Ethnicity Recording and Equity of Access in Child and Adolescent Mental Health Services: A Re-Audit of East Lancashire CAMHS

Meghna Nair, Kavitha Ramamurthy, Venugopal Duddu

Aims:

Ethnic minority children and adolescents are consistently under-represented in UK mental health services. Accurate ethnicity recording is essential for monitoring equity of access and informing service improvement. A baseline clinical audit conducted in 2020 across East Lancashire Child and Adolescent Mental Health Services (CAMHS) identified incomplete ethnicity recording and significant under-representation of Asian service users relative to the local population.

This re-audit reassessed the original audit standards by evaluating ethnicity recording completeness and whether the ethnic composition of CAMHS service users reflected the local under-18 population. It tested the hypotheses that ethnicity recording completeness would improve following the 2020 audit and that service use would reflect local population demographics.

Methods:

A re-audit was conducted using electronic health records for all open CAMHS cases (n=1626) across East Lancashire Child and Adolescent Services as of 6 May 2025. Analyses were undertaken at locality level (Blackburn with Darwen; Burnley and Pendle; Hyndburn, Ribble Valley and Rossendale). Descriptive statistics were used to assess ethnicity recording completeness. Population-based access rates per 1,000 children were calculated using 2011 Census under-18 population denominators, and observed and expected numbers of Asian CAMHS service users were compared using chi-square goodness-of-fit tests.

Results:

Ethnicity recording completeness improved overall between 2020 and 2025, increasing from approximately 78% at baseline to 88% at re-audit, with improvement seen in most localities. Despite this, Asian children and adolescents remained significantly under-represented among CAMHS service users.
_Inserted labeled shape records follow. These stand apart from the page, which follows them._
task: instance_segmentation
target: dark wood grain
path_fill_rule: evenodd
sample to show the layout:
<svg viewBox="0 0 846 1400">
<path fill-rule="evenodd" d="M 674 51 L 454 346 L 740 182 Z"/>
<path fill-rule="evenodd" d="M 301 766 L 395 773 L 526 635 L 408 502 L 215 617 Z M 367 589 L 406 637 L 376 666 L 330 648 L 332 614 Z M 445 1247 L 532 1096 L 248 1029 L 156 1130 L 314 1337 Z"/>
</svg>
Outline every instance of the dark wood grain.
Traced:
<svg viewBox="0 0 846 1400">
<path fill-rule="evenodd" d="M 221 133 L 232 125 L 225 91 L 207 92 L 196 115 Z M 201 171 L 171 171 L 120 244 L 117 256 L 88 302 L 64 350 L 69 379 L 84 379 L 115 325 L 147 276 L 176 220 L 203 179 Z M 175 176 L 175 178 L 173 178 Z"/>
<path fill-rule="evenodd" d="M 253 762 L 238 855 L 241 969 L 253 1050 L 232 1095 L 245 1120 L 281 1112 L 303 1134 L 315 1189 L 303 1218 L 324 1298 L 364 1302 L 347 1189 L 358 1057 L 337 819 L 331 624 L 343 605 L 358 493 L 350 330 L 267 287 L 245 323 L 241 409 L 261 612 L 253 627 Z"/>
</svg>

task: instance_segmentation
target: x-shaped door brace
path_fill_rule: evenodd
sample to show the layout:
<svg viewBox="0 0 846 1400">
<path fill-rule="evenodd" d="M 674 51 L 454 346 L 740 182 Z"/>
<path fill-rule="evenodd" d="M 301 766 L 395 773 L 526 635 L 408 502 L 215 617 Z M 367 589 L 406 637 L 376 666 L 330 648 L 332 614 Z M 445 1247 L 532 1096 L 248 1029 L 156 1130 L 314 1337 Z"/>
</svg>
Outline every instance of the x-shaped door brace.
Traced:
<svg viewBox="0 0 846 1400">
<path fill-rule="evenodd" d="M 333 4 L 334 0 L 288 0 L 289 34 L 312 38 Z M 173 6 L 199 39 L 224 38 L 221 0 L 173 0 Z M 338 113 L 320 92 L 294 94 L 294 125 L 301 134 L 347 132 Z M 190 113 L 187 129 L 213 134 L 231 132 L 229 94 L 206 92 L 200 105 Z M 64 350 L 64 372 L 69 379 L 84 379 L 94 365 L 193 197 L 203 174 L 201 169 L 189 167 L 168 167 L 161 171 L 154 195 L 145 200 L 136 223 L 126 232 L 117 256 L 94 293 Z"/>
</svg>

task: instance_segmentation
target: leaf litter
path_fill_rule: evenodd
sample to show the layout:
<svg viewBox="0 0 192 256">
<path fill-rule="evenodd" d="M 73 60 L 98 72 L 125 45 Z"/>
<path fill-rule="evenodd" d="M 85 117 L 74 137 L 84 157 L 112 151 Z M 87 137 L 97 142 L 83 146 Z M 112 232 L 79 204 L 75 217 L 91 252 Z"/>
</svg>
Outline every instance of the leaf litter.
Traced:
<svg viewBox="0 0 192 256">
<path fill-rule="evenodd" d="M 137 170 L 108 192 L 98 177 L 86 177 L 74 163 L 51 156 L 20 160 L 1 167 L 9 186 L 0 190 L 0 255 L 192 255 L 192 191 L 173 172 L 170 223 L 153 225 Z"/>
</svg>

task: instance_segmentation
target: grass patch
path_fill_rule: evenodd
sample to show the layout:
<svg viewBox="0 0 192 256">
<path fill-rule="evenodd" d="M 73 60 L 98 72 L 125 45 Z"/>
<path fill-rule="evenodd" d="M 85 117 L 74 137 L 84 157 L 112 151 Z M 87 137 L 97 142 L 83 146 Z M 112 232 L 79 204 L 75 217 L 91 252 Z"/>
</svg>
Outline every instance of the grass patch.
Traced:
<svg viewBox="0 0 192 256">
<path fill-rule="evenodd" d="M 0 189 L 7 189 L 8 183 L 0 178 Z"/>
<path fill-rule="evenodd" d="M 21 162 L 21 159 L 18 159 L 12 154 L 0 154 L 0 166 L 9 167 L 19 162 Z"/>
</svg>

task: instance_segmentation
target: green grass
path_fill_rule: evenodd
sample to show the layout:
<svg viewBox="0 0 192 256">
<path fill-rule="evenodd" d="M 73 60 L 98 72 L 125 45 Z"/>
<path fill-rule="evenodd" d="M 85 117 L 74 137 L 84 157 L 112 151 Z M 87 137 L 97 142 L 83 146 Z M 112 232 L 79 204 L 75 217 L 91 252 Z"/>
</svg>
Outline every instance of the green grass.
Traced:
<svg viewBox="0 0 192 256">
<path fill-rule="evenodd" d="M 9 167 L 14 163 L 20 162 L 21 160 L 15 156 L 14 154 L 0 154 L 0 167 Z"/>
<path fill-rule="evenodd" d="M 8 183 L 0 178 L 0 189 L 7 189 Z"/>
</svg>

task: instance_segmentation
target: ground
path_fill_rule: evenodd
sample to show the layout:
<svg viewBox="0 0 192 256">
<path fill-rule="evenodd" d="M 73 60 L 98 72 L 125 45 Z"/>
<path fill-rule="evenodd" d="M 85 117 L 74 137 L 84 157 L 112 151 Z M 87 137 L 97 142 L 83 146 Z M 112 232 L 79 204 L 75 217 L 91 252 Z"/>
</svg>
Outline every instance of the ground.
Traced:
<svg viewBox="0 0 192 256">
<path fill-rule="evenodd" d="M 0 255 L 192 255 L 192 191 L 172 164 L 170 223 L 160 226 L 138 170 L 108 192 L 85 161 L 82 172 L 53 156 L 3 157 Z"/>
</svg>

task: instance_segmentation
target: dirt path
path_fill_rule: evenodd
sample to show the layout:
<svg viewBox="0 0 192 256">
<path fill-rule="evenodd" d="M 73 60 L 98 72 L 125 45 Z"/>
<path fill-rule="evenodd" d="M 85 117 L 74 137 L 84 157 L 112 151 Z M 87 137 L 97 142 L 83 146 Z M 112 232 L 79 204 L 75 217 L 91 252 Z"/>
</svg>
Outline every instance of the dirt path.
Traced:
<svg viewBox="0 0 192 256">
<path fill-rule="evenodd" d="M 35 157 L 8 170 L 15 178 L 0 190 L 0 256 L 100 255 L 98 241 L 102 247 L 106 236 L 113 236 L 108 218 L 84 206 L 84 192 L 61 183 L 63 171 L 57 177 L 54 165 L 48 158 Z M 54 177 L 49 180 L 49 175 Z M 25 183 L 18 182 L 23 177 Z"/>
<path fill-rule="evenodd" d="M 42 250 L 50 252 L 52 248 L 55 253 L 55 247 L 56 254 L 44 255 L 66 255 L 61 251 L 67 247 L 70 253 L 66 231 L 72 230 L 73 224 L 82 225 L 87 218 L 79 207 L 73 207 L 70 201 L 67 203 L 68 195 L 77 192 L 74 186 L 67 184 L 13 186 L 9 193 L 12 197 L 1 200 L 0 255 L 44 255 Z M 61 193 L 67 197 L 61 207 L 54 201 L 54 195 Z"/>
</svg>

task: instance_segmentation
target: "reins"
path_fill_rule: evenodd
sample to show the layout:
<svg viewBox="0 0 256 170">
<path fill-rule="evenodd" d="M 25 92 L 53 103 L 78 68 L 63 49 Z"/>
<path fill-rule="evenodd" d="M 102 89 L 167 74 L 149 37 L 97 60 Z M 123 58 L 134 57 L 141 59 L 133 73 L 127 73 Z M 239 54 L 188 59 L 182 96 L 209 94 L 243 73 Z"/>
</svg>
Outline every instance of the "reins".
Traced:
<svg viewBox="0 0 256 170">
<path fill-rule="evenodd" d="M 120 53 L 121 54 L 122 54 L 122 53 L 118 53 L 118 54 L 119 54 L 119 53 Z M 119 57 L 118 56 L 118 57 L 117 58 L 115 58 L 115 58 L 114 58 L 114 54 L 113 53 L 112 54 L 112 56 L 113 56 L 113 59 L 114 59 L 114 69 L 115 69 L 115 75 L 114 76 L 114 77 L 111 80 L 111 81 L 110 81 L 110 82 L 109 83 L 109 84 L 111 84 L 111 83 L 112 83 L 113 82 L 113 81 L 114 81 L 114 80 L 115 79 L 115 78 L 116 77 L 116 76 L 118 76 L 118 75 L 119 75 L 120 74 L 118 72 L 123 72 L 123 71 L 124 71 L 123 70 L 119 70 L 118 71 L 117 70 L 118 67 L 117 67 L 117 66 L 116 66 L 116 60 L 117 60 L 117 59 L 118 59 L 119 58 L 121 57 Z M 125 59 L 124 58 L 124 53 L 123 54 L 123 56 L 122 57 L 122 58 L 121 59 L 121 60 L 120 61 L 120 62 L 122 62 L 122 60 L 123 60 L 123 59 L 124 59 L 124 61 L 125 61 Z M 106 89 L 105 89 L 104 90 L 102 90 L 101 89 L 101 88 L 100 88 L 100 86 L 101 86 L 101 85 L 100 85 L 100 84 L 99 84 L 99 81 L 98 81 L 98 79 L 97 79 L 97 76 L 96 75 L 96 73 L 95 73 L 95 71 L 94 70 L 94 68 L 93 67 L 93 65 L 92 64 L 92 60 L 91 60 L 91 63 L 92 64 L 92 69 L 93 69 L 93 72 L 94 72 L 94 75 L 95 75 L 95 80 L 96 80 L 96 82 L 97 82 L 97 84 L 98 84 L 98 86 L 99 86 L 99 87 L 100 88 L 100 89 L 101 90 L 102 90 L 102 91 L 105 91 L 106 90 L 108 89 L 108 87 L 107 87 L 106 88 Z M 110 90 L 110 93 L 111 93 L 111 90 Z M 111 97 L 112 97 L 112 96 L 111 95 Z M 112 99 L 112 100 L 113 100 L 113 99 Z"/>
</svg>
Access rates for Asian children were consistently lower than those for non-Asian children across all localities (approximately 2–5 vs 12–18 per 1,000 children, respectively), and observed numbers were significantly lower than expected based on population proportions (χ² goodness-of-fit, p < 0.001).

Conclusion:

This re-audit demonstrates measurable improvement in ethnicity recording completeness within East Lancashire CAMHS since the 2020 baseline audit, indicating partial completion of the audit cycle. However, improved data quality has not translated into equitable access to CAMHS, with Asian children remaining under-represented and access rates persistently lower than expected.